"I should like ter know where he'd find her," observed Shattuck.
Yates turned to bend the eye of astonished and questioning criticism upon the unconscious object of their scrutiny.
"Ye 'low ez Litt Pettingill air well-favored, stranger?" he demanded at last, in amazement.
"Very pretty and very odd. I never saw a face in the least like hers."
"Waal!" exclaimed Yates. "Litt Pettingill's beauty air news ter the mountings. Some folks 'low she hev got a cur'us kind o' mind. Some even say she air teched in the head." His tone seemed to intimate that Mr. Shattuck, in the face of this fact, had reason to reform his standard of taste.
That gentleman shook his own head in contemptuous negation. "Never in this world. Never with that face."

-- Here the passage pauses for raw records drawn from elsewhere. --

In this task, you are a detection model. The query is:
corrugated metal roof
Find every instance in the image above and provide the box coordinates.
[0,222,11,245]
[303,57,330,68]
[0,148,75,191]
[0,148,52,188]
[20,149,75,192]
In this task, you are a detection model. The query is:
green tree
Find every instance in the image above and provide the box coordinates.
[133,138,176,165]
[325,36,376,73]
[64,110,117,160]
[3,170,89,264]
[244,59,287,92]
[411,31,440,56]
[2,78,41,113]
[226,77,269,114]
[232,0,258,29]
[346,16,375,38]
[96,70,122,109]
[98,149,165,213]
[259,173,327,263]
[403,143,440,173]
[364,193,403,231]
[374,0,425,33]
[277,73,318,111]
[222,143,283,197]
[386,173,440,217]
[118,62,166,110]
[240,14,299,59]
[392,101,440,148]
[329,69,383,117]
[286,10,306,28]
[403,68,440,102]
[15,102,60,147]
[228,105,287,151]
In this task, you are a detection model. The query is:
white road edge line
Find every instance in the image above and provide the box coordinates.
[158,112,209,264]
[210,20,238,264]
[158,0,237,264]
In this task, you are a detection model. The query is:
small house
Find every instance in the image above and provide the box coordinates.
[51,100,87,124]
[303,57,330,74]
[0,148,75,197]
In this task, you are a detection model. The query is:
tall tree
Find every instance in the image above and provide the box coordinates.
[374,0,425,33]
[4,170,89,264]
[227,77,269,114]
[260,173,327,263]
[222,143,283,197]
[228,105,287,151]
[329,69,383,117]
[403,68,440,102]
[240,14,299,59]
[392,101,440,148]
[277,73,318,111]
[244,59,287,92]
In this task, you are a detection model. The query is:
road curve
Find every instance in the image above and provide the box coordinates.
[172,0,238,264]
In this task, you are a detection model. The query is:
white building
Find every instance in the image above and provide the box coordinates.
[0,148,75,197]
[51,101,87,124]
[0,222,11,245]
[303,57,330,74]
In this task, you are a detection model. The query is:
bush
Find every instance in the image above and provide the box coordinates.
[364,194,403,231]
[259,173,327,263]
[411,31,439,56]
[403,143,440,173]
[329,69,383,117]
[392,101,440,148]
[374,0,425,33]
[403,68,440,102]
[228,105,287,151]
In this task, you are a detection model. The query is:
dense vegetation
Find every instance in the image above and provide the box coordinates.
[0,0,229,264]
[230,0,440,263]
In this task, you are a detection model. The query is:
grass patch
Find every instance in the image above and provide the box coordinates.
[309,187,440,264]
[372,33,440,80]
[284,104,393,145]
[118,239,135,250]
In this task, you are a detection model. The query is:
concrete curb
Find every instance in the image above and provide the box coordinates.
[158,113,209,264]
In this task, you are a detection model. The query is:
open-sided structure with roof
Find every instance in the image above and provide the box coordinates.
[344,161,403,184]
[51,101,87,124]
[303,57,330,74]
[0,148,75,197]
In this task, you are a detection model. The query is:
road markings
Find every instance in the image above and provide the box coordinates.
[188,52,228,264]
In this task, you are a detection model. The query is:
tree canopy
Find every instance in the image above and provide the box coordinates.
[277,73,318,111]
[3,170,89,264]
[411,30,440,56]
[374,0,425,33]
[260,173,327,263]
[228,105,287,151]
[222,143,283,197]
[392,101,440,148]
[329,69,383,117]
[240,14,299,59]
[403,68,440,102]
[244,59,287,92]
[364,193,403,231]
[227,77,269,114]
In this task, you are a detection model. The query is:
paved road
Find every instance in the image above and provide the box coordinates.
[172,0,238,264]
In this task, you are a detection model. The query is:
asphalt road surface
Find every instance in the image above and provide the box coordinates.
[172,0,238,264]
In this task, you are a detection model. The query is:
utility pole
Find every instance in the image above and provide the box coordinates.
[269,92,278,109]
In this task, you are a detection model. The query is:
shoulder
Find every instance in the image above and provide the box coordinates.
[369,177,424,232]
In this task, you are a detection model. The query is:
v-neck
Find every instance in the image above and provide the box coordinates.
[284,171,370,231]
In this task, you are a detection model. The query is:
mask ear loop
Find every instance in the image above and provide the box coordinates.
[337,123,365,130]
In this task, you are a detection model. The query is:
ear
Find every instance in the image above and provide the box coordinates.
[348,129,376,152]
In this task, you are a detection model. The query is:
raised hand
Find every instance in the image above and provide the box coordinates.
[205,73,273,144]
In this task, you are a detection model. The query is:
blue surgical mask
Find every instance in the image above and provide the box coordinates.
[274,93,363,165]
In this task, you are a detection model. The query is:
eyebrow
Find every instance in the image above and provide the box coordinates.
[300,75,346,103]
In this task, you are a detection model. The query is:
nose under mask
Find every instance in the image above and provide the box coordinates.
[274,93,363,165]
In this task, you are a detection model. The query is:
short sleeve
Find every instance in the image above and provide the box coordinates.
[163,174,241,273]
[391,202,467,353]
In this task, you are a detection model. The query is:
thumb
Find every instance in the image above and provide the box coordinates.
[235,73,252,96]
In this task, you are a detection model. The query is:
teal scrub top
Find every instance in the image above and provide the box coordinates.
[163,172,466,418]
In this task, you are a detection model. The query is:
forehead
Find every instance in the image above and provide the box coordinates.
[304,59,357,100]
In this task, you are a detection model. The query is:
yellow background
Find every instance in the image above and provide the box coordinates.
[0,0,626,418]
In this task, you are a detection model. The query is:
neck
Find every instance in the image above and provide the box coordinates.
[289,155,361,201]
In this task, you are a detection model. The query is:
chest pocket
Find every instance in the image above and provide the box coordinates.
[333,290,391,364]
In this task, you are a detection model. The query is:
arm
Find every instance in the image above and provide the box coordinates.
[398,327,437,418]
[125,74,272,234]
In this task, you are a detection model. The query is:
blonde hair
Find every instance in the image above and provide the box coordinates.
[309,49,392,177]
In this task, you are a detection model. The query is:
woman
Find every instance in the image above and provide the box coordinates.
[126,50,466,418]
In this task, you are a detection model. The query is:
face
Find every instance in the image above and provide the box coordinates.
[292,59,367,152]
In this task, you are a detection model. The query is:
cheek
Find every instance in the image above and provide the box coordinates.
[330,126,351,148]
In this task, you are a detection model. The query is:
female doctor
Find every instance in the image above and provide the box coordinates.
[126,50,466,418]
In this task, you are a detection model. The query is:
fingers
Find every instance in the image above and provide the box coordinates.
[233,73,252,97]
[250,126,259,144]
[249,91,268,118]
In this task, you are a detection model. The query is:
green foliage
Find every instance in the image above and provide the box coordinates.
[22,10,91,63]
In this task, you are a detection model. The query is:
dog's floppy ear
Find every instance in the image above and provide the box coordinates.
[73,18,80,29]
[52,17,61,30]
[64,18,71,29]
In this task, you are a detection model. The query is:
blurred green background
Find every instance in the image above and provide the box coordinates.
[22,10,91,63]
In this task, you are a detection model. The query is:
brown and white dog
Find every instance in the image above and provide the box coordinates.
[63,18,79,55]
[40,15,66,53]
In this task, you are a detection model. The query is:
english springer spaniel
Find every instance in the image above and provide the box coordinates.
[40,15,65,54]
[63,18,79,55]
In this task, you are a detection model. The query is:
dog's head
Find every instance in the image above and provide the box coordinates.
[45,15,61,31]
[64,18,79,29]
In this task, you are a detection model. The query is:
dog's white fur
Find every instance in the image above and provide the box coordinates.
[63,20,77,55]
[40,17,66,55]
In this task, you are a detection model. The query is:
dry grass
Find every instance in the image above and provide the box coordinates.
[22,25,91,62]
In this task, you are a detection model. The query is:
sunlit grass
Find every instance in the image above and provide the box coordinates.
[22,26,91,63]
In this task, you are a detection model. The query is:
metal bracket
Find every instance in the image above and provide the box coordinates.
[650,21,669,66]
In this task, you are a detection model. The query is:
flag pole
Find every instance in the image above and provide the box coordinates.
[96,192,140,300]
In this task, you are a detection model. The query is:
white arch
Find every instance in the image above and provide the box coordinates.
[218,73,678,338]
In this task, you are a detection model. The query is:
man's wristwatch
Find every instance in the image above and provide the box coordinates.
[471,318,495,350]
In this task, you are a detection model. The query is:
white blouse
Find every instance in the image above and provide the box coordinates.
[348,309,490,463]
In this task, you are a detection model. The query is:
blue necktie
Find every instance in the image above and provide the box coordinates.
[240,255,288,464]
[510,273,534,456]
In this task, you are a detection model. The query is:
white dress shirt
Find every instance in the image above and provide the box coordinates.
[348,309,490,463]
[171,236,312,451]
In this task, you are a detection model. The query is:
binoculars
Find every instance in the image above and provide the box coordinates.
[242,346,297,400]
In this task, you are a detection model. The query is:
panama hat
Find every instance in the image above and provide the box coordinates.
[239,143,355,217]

"Waal, ye can't size her up now," insisted Yates, "leetle ez she be"—with a grin—"whilst she be a-standin' still. Ef ye war ter see her a-movin' an' a-turnin' roun', she's ez quick an' keen-lookin' ez a knife-blade in a suddint fight, an' mighty nigh ez dangerous. She looks at ye like she warn't lookin' at ye, but plumb through yer skull inter yer brains, ter make sure ye war tellin' her what ye thunk. She talks cur'ous, too, sorter onexpected an' contrariwise, an' she never could git religion. That's mighty cur'ous in gal folks. I ain't so mighty partic'lar 'bout men Christians, though I'm a perfesser myself, but religion 'pears ter me ter kem sorter nat'ral ter gal folks. 'Tain't 'kase she's too religious that she ain't a-dancin'. It's jes' 'kase nobody hev asked her. She ain't no sorter favorite 'mongst the boys."
Mr. Shattuck suddenly glanced up, half laughing, half triumphant, for the little figure in blue had just been led out to the centre of the floor, and the doorway was vacant save for a large brindled cur that stood upon the threshold, wagging his tail and watching the scene with a suave, indulgent, presidial gaze, as if he were the patron of the ball. To be sure, her partner was that man of facile admiration, the candidate Rhodes, but Shattuck experienced a vicarious satisfaction that it could not be said that she had not been asked to dance at all.
He watched the couple as the set formed anew, and noticed that Rhodes, with his sedulously rustic air, was beginning in the interim some conversation, stooping from his superior height for her reply. He rose suddenly to the perpendicular, an almost startled surprise upon his face as he stared; then he clapped his hands with a jocular air of applause, and his round laugh rang out with an elastic, unforced merriment, which suggested to his friend that he was finding the ways of policy not such thorny ways after all. Shattuck wondered vaguely if this demonstration, too, were of the affectations of propitiation, or if what she had said were clever enough to elicit it, or merely funny. His eyes followed the little blue-clad figure as she began to dance—her untutored movements all in rhythm with the music, as an azalea dances in time to the wind. Now she drifted about with short, mincing, hesitant steps, now with flying feet and skirts whirling, as if responsive to the circling impetus she could in no wise resist. She looked almost a child amongst the burlier and coarser forms. With her delicate hands, and her tiny feet, and her spirited face, and the faint blue color of her dress, she bore an odd contrast to the buxom beauty of the other mountain girls, clad in variegated plaided homespun. Her blue eyes were alight and glancing; her parted lips were red; her feet hardly seemed to touch the floor as her hands fell from one partner's grasp, and she came wafting through the party-colored maze, with outstretched arms, to another.
For the fun was waxing fast and furious with the added and unique diversion known as "Dancin' Tucker." The forlorn "Tucker" himself, partnerless in the centre of the set, capered solemnly up and down, adjusting his muscles and his pride to ridicule, which was amply attested by the guffaws that ever and anon broke from the spectators. However nonchalantly each temporary "Tucker" might deport himself in his isolated position, the earnestness of his desire to escape from his unwelcome conspicuousness by securing a partner, and his sincere objection to his plight, were manifested always upon the fiddler's command, "Gen'lemen ter the right," when he might join the others on their round, dogging the steps of the youth he wished to forestall, both balancing to each lady in succession. If, by chance, the "Tucker" succeeded first in catching a damsel's hands and swinging her around at the moment that the magic command "Promenade all!" sounded on the air, he left his pillory to the slower swain, who must needs forthwith "dance Tucker."